3. The corrugated plate filling structure according to claim 1, characterized in that, The fastening and fixing component (4) is an adhesive tape.
4. The corrugated plate filling structure according to claim 1, characterized in that, The limiting insertion groove (34) includes a first slot (341) disposed on both sides of the first soft layer (31), a second slot (342) disposed on both sides of the second hard layer (32), and a third slot (343) disposed on both sides of the third soft layer (33). The insertion protrusion (12) includes a first protrusion (121) for insertion into the first slot (341), a second protrusion (122) for insertion into the second slot (342), and a third protrusion (123) for insertion into the third slot (343); the first protrusion (121), the second protrusion (122) and the third protrusion (123) are arranged in an array along the depth direction of the longitudinal receiving groove (6).
5. The corrugated plate filling structure according to claim 1, characterized in that, The fastening and fixing assembly (4) also includes fixing protrusions (41) connected to the side wall of the corrugated plate body (1) and arranged in an array, and fiberglass mesh cloth (42) attached to the side wall of the corrugated plate body (1) and sleeved around the fixing protrusions (41).
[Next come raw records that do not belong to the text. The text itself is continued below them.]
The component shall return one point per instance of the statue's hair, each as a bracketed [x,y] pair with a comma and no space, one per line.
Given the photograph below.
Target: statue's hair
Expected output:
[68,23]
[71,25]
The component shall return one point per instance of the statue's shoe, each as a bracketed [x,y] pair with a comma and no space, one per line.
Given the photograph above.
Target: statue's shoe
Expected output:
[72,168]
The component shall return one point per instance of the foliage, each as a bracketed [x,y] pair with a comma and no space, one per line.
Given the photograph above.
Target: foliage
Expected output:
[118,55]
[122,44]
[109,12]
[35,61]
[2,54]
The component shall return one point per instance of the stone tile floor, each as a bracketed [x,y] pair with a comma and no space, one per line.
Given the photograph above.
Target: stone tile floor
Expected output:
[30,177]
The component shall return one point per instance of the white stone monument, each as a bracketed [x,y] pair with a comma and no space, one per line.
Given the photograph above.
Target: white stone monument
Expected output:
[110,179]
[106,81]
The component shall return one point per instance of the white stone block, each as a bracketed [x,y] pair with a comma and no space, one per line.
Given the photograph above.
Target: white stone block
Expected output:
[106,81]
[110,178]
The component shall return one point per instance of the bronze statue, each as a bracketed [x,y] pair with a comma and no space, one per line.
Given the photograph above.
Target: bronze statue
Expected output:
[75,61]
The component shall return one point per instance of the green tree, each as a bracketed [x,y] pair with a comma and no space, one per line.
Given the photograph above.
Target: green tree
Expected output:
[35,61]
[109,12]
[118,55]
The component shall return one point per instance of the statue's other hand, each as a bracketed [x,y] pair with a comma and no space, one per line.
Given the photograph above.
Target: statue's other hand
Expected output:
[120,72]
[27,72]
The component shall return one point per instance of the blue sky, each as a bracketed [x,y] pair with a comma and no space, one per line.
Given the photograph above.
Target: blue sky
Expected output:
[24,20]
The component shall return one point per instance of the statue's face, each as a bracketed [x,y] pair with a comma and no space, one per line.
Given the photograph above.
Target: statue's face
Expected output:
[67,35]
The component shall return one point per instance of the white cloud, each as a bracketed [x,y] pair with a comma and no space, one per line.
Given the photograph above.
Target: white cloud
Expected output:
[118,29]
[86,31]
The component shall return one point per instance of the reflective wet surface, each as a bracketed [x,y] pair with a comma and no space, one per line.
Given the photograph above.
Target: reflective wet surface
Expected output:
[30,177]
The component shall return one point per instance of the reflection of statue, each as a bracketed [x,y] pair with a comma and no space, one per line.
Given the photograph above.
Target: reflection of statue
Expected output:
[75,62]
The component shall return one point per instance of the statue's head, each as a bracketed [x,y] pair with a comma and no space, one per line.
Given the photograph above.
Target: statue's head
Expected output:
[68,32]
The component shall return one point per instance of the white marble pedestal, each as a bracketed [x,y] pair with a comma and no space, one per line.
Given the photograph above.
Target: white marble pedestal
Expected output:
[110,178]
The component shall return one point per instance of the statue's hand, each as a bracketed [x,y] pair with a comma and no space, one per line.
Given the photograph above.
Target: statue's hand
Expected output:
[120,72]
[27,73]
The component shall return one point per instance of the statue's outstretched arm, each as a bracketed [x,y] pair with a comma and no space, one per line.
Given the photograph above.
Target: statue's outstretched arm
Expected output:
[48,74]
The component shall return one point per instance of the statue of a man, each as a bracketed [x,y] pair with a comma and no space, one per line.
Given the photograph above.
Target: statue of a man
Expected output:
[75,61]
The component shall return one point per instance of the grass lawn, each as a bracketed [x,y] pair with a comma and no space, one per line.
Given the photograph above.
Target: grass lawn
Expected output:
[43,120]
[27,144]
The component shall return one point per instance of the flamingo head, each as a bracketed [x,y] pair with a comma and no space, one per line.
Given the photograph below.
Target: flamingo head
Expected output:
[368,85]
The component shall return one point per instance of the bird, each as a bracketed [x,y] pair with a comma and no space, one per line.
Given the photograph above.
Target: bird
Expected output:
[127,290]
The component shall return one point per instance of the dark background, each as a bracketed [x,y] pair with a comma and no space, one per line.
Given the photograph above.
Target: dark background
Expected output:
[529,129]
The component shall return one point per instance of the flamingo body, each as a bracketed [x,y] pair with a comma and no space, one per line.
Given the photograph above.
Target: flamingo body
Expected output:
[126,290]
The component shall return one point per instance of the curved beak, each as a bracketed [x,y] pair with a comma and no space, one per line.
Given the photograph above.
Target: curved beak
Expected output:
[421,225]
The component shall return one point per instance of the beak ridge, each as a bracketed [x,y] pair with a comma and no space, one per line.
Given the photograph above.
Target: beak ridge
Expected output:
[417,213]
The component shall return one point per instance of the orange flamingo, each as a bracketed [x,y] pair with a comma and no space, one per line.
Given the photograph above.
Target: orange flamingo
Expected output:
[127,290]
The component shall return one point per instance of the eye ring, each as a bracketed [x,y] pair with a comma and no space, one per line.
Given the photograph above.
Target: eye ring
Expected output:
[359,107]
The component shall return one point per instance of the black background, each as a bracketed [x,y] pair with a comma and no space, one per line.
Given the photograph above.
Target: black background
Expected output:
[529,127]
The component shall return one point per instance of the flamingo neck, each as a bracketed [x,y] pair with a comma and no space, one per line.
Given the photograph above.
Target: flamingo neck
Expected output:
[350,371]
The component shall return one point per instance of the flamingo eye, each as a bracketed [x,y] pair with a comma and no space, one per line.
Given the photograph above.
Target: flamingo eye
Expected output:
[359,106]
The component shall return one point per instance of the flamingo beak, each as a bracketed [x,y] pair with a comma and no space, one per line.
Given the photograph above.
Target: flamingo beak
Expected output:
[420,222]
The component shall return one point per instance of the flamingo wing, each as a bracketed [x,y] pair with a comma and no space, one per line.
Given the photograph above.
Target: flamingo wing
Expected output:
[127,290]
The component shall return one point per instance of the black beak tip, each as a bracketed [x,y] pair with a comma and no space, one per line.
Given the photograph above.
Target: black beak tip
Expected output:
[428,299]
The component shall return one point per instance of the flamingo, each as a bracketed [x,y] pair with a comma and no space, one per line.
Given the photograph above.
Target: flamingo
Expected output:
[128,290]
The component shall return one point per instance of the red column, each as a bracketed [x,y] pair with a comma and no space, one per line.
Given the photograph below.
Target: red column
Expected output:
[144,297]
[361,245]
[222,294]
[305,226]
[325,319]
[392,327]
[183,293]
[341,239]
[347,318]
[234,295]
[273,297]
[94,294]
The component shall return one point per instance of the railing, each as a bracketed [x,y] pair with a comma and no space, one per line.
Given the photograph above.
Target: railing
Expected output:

6. The corrugated plate filling structure according to claim 5, characterized in that, The fixed protrusion (41) is provided with an annular snap-fit groove (411) on its periphery, and the mesh of the fiberglass mesh cloth (42) is inserted into the annular snap-fit groove (411).
7. A method for installing a corrugated plate filling structure, using a corrugated plate filling structure as described in any one of claims 1 to 6, characterized in that, It also includes the following steps: S1. The longitudinal filling module (3) is embedded in the module avoidance groove (7) of the transverse filling module (2) to form a filling component prefabricated part; S2. Align the pre-fabricated filling component with the transverse receiving groove (5) and the longitudinal receiving groove (6) of the corrugated plate body (1), and press it into the back space of the corrugated plate body (1) as a whole. S3. The corrugated plate body (1), the transverse filling module (2) and the longitudinal filling module (3) are fixedly connected by the fastening and fixing component (4).